Jose Ventura-Reyes applied for protection under the Convention Against Torture (CAT).  He feared torture in the Dominican Republic because: (1) a politically influential Dominican family believed that he was responsible for the murder of their patriarch in the Dominican Republic; and (2) he was an informant for the U.S. Drug Enforcement Administration, allegedly resulting in the arrests of members of the drug-trafficking Gonzalez Molina family, which would seek revenge against him.  At the time of the death of the patriarch's death in the Dominican Republic, the Dominican authorities responded to the scene of the event (which involved multiple members of two families involved in a violent altercation) and intervened to end the confrontation.  Over the years following the events in the Dominican Republic, Ventura-Reyes returned to the Dominican Republic several times without ever being harmed.  His wife traveled several more times to the Dominican Republic and was never harmed.  The Immigration Judge denied his application for CAT protection, and the Board of Immigration Appeals affirmed.

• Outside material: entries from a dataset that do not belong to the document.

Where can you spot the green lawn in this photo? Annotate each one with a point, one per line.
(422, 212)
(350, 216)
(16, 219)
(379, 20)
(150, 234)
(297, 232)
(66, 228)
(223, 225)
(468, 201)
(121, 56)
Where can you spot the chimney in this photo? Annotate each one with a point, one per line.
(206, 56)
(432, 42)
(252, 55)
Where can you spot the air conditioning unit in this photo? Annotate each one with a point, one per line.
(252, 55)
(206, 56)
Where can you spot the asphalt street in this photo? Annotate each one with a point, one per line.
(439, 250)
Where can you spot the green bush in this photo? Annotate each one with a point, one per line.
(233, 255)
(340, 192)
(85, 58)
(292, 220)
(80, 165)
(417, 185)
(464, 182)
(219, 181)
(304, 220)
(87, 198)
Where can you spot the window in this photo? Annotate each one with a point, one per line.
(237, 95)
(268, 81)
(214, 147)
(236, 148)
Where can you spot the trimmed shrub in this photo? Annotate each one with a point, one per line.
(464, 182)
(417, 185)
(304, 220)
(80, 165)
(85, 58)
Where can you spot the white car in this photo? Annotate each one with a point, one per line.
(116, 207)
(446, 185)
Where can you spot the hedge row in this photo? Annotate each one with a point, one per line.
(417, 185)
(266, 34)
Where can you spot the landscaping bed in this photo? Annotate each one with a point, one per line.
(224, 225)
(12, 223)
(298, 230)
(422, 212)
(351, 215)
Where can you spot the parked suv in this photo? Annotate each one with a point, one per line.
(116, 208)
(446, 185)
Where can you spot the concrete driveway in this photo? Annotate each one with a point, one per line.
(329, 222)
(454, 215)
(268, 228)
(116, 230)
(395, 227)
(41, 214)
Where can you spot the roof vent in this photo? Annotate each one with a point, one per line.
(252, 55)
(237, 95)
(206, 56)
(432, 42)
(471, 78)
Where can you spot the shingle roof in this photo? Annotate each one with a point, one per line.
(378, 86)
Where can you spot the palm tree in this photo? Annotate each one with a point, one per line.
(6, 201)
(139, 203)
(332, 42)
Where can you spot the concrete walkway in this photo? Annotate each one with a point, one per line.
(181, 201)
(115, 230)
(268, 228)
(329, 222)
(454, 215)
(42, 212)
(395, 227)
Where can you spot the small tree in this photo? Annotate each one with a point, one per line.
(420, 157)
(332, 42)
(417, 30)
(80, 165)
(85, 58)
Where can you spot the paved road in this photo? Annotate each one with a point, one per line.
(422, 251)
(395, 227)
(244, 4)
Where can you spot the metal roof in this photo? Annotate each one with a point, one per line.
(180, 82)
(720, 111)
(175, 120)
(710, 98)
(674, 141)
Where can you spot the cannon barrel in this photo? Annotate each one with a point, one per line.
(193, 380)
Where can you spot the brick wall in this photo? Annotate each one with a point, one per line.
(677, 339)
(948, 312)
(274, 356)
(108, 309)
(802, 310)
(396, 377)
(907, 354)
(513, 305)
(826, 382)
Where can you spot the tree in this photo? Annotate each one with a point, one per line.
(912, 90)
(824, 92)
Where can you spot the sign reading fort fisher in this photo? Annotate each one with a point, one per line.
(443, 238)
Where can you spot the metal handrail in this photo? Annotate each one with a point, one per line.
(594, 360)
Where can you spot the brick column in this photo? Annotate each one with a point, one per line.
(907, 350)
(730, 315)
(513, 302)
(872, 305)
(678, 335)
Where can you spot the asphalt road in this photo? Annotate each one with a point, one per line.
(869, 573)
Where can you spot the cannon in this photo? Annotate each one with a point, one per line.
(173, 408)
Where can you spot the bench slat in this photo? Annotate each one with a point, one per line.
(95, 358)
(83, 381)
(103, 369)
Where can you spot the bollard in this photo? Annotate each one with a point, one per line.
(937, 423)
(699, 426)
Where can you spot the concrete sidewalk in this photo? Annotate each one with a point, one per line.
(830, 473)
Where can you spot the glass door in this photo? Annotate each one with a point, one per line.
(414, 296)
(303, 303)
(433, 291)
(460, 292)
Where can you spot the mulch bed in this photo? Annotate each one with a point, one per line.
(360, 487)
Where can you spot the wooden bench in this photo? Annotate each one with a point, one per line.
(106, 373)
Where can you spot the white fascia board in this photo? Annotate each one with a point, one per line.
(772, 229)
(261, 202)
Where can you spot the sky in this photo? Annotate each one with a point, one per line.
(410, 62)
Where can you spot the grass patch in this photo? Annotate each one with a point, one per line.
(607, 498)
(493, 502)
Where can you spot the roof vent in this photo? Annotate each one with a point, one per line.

On appeal, the Sixth Circuit first addressed its jurisdiction over Ventura-Reyes' case, and determined that because he was removable as a criminal alien, they had limited jurisdiction over his appeal, even though he was not charged with deportability for his criminal offenses.  Thus, the court would only have jurisdiction over constitutional claims and questions of law.  The court then affirmed the Immigration Judge's credibility determination with reference to Ventura-Reyes' witness, determined that Ventura-Reyes' challenge to an evidentiary ruling did not implicate a constitutional claim (and thus, was outside its jurisdiction to consider), and dismissed his challenge to the Immigration Judge's interpretation of the requirement of government acquiescence.